La débâcle de la ville en état de siège qui ouvre la première partie du film semble tristement prophétique quant à la destinée de ce film qui sera l’un des grands échecs de Gilliam : trop cher, trop ambitieux, trop mégalomane, il multiplie les liens d’affects entre le réalisateur et son personnage, baron fantasque privilégiant l’imaginaire sur la raison, la fiction sur le réel.
Alors que ces valeurs étaient dans Brazil, son précédent film, au service d’une dystopie effrayante ou des rêves immatures de son fragile protagoniste, Gilliam s’engouffre ici tête baissée dans la littérature d’aventure, convoquant toutes les figures mythologiques (Vulcain et Venus), bibliques (Jonas et la Baleine) ou littéraires (orientalisme des harems, personnages truculents et rabelaisiens, grotesque lunaire digne des écrits de Cyrano de Bergerac) pour un grand œuvre ancestral et atemporel.

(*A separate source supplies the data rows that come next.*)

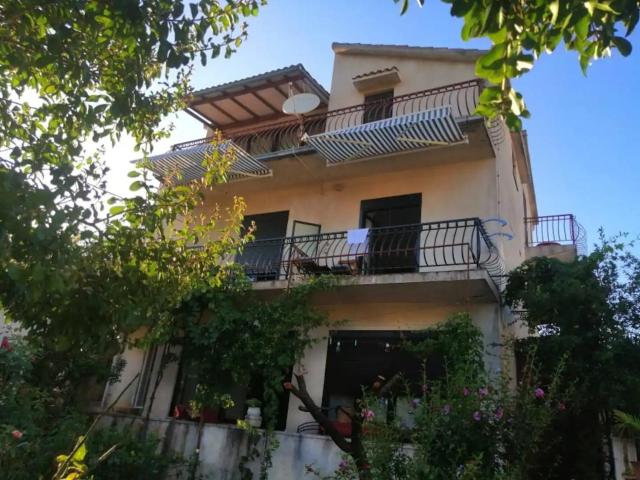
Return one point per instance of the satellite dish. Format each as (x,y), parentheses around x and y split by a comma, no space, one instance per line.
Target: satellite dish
(300,104)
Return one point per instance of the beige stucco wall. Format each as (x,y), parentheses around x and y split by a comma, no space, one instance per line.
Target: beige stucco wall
(450,190)
(475,180)
(387,316)
(416,74)
(347,316)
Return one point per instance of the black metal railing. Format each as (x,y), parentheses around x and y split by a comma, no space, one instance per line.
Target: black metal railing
(555,230)
(461,97)
(433,246)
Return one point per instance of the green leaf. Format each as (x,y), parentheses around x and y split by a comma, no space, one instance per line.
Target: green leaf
(582,27)
(116,209)
(137,185)
(554,8)
(623,45)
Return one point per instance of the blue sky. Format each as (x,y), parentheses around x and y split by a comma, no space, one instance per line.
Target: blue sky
(583,133)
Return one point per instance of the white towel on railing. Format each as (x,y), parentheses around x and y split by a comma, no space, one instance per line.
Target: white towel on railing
(357,236)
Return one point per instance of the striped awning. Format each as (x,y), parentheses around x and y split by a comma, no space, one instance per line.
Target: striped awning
(407,132)
(188,162)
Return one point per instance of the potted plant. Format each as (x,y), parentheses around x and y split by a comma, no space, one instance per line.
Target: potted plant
(254,415)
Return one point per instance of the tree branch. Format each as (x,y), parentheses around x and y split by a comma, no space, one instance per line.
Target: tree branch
(316,412)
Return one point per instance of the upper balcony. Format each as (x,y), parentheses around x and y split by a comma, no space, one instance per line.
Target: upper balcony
(430,118)
(556,236)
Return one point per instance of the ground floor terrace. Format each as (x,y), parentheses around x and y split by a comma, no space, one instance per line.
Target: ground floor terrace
(360,348)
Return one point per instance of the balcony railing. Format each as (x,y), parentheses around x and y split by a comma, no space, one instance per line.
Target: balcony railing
(555,230)
(282,136)
(435,246)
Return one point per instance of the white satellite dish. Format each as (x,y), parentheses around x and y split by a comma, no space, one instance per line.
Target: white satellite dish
(300,104)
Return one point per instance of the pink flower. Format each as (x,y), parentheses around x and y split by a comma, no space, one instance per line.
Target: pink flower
(368,414)
(5,345)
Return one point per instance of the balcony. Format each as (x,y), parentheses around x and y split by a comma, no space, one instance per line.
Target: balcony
(388,262)
(556,236)
(427,118)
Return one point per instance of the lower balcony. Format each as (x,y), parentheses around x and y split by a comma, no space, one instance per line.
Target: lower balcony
(386,263)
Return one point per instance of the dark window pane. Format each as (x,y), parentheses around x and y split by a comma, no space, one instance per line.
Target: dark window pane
(378,106)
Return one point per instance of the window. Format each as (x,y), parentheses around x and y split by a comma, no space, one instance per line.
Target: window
(263,260)
(392,250)
(148,363)
(378,106)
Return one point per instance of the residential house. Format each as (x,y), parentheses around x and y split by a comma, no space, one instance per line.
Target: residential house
(393,184)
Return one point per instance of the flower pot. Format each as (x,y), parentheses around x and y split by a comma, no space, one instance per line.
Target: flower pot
(254,417)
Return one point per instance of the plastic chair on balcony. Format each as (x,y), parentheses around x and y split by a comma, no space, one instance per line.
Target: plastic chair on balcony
(310,266)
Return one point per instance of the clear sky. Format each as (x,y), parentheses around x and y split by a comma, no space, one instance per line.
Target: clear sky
(583,133)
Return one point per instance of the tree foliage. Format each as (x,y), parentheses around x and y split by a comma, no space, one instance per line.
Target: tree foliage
(521,31)
(586,312)
(79,267)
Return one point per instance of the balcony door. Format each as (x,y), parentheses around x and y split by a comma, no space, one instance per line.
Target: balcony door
(263,257)
(394,235)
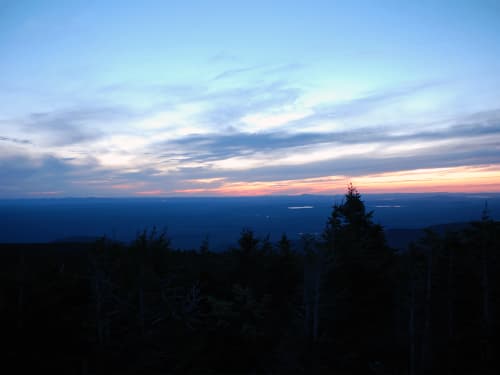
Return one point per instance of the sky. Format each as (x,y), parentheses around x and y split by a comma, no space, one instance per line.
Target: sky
(182,98)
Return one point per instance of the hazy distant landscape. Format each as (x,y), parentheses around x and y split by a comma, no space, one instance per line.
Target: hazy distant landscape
(190,220)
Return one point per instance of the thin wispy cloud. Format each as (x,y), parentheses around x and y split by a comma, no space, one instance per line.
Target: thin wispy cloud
(166,108)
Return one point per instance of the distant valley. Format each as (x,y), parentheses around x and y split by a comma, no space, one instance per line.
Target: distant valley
(190,220)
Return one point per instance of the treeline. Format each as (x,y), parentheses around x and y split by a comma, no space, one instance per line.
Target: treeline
(343,302)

Sorti en 1988, le film est aujourd’hui presque équivalent à ce qu’était Méliès à l’époque, et vers lequel les hommages sont d’ailleurs nombreux. Alors que l’image numérique n’existe pas encore, c’est le règne du bricolage, du carton-pâte, et des maquettes, des décors peints et du latex. Assumée, l’esthétique est en raccord avec la mise en place du récit sur une scène de théâtre qui reproduit dans un premier temps les aventures du Baron, et fait contre mauvaise fortune bon cœur.
Le résultat est visuellement souvent ébouriffant : on retiendra particulièrement l’apparition d’Uma Thurman en Venus de Botticelli et sa danse en lévitation, ou l’accostage sur la lune où l’océan se transforme en sable noir.
Sur le plan du récit, force est de constater que certaines séquences patinent un peu, et que l’humour conjugal entre Vulcain et sa femme ou le couple royal de la Lune n’est pas toujours du meilleur effet, lourdingue et plombé par des répétitions dispensables, tout comme les blagues potache de bien des personnages secondaires. Le rythme manque d’efficacité et on sent bien par moments l’incapacité du réalisateur à couper trop dans toute la riche matière qu’il a eu tant de mal à filmer. Mais la sincérité l’emporte la plupart du temps, et cette apologie du récit qui finit par sauver les auditeurs est touchante de la part d’un des grands artisans, savant fou du septième art qui a depuis (qu’on pense à Zero Theorem) à peu près tout perdu : la crédibilité, l’imaginaire et peut-être le talent, en tout cas les illusions.